O Estado de S. Paulo
Lula não tem marca, Flávio não tem nada, Caiado perdeu o trem e o resto virou o resto
O debate da Band e do Estadão, o primeiro
entre candidatos à Presidência neste ano, foi importante por expor uma síntese
triste, dolorosa, de como a eleição de 2026 tende a entrar para a história como
a mais desanimada e mais desanimadora entre as nove desde a primeira direta na
redemocratização. Logo, também a pior.
Com o presidente Lula e o senador Flávio Bolsonaro polarizando a campanha, não houve espaço para alternativas competitivas. O ex-senador e ex-governador Ronaldo Caiado (PSD), que tem 5%, no terceiro lugar, tenta discutir programas e propostas, mas fica falando sozinho.
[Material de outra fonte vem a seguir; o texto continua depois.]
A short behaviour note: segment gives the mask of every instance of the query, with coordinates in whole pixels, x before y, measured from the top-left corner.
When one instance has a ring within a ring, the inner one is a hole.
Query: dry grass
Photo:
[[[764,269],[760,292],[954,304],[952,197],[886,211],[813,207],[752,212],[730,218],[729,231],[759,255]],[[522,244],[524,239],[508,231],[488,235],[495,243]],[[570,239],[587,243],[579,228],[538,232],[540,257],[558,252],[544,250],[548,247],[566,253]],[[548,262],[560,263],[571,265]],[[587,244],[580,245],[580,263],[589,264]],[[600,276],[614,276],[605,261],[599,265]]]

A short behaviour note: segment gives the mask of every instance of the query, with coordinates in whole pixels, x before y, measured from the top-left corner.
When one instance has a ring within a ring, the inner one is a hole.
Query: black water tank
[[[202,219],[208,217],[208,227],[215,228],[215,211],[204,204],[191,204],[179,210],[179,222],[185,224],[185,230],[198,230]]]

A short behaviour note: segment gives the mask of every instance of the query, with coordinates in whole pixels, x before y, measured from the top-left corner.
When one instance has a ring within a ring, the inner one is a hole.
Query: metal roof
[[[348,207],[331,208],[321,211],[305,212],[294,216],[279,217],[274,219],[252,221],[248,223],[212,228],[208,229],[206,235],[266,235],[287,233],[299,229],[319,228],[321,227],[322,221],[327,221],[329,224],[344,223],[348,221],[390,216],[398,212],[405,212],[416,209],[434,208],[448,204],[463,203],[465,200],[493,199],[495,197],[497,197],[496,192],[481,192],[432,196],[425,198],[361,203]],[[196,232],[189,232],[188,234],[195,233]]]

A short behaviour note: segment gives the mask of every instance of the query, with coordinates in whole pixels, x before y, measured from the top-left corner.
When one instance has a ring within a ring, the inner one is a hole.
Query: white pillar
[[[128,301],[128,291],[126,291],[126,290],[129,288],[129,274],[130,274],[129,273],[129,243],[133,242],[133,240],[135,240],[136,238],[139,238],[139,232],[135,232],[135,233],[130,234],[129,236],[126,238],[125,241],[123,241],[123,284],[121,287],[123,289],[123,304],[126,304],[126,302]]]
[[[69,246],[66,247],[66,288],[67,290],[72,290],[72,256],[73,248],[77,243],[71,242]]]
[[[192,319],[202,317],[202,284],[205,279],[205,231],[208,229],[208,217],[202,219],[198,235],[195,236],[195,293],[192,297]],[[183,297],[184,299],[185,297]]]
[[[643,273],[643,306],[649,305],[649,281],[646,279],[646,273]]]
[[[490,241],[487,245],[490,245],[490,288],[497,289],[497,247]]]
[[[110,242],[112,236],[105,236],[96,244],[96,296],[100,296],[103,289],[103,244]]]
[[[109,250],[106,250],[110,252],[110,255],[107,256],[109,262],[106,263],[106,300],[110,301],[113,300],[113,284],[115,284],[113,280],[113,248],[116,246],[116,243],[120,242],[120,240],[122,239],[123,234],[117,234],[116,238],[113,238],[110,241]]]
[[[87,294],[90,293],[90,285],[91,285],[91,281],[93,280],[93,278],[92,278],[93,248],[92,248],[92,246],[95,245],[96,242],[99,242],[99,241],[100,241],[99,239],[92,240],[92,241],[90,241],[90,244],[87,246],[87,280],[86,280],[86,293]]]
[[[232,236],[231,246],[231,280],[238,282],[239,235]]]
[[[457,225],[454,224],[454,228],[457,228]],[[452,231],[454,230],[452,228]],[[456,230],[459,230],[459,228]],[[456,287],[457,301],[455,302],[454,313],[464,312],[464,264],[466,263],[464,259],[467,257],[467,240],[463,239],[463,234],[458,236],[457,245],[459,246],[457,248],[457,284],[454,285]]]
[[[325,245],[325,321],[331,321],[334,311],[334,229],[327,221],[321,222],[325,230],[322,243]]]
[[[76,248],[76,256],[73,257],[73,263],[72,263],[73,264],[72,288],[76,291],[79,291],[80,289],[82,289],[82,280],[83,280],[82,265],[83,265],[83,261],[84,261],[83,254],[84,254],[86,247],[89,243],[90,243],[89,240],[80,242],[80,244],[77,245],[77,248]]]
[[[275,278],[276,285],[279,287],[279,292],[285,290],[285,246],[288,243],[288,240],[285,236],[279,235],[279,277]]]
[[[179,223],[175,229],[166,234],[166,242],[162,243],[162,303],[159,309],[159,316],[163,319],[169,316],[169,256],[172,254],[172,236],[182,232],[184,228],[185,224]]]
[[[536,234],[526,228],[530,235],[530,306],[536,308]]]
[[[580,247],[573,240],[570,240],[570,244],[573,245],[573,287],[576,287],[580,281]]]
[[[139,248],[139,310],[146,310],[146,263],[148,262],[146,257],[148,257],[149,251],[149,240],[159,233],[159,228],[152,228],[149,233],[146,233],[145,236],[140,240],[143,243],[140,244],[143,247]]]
Ao chegar à Band, Caiado definiu com uma
frase, não só os motivos para a ausência de Lula e Flávio, mas a tragédia desta
eleição. Os dois “fujões”, segundo ele, “não têm nada a mostrar, mas têm muito
a esconder”.
Eleito pela primeira vez em 2002, Lula tinha
a aura do menino retirante, que escapou da seca do Nordeste num pau de arara,
tornou-se líder sindical, fundou o Partido dos Trabalhadores e assumiu-se
“dono” da bandeira da igualdade social.
Reeleito em 2006, Lula depois amargou 580
dias na prisão e disputou em 2022 com a velha aura esmaecida e nada de novo.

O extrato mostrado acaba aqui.